One of the trial venues I'm considering doing my young bitch's SchH1 title at is a USA (United Schutzhund Clubs of America) trial hosting an FCI judge. She has a USA scorebook and I am a USA member. I would like shoot for the USA schutzhund 3 club, the sportmens medals and am possibly considering getting her breed surveyed at some point. 

Taking those things into consideration, if I have the opportunity to achieve an IPO title and it doesn't hurt the other goals (or maybe even if it does) should I consider electing for the IPO vs. the SchH? (there are 2 boxes on the form...) Would there be any value in achieving an IPO title over the SchH?

Other considerations, as I understand USA rules, dogs repeating a title (such as a SchH1) must be considered behind all dogs completing a trial for the first time for placing and awards. Technically, if someone has earned an IPO title (say IPO 1) under a FCI judge, a VPG under a DVG or an AWD title under an AWDF judge, would they (or not) be exempt from the rule placing them at the "back of the pack" regardless their score if repeating the same level under a USA or SV judge? In other words, if you took high in tracking (or whatever) in your IPO achievement, could you repeat the level and the “high in whatever” as level X (I, II or III) in another organization such as the USA as you are not really repeating the title since you never earned it in the first place? 

I figure if the opportunity is there to achieve a title that I guess is a little harder to obtain (this is a mere assumption on my part) due to the judges being fewer and further between I should consider opting to do it.

Oh, any significant rules differences that might be a reason to or to not go the IPO route?

Thanks,

-Calvin


----------



## lhczth (Apr 5, 2000)

Your rule book would be the best place to go for the differences in rules between the IPO1 and the SchH1.


----------



## Mark B (Feb 3, 2009)

I know for a SchH1 you go into the blind to retrieve your dog. IPO1 you do a call out of the blind.
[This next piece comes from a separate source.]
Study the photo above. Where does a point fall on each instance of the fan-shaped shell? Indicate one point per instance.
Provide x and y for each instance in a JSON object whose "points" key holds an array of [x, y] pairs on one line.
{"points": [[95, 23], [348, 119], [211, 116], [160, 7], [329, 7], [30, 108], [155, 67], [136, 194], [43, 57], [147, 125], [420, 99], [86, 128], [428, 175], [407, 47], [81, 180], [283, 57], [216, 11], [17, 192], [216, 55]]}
If you have a 1 and repeat the title it doesn't restrict you from winning a trophy from someone trialing for the title for the first time.

Mark
http://www.ultimatekanine.com


----------



## lhczth (Apr 5, 2000)

In the SchH1 you can do the call out of the blind if you choose to.


----------



## Mark B (Feb 3, 2009)

yes, but you don't have the option in an IPO


----------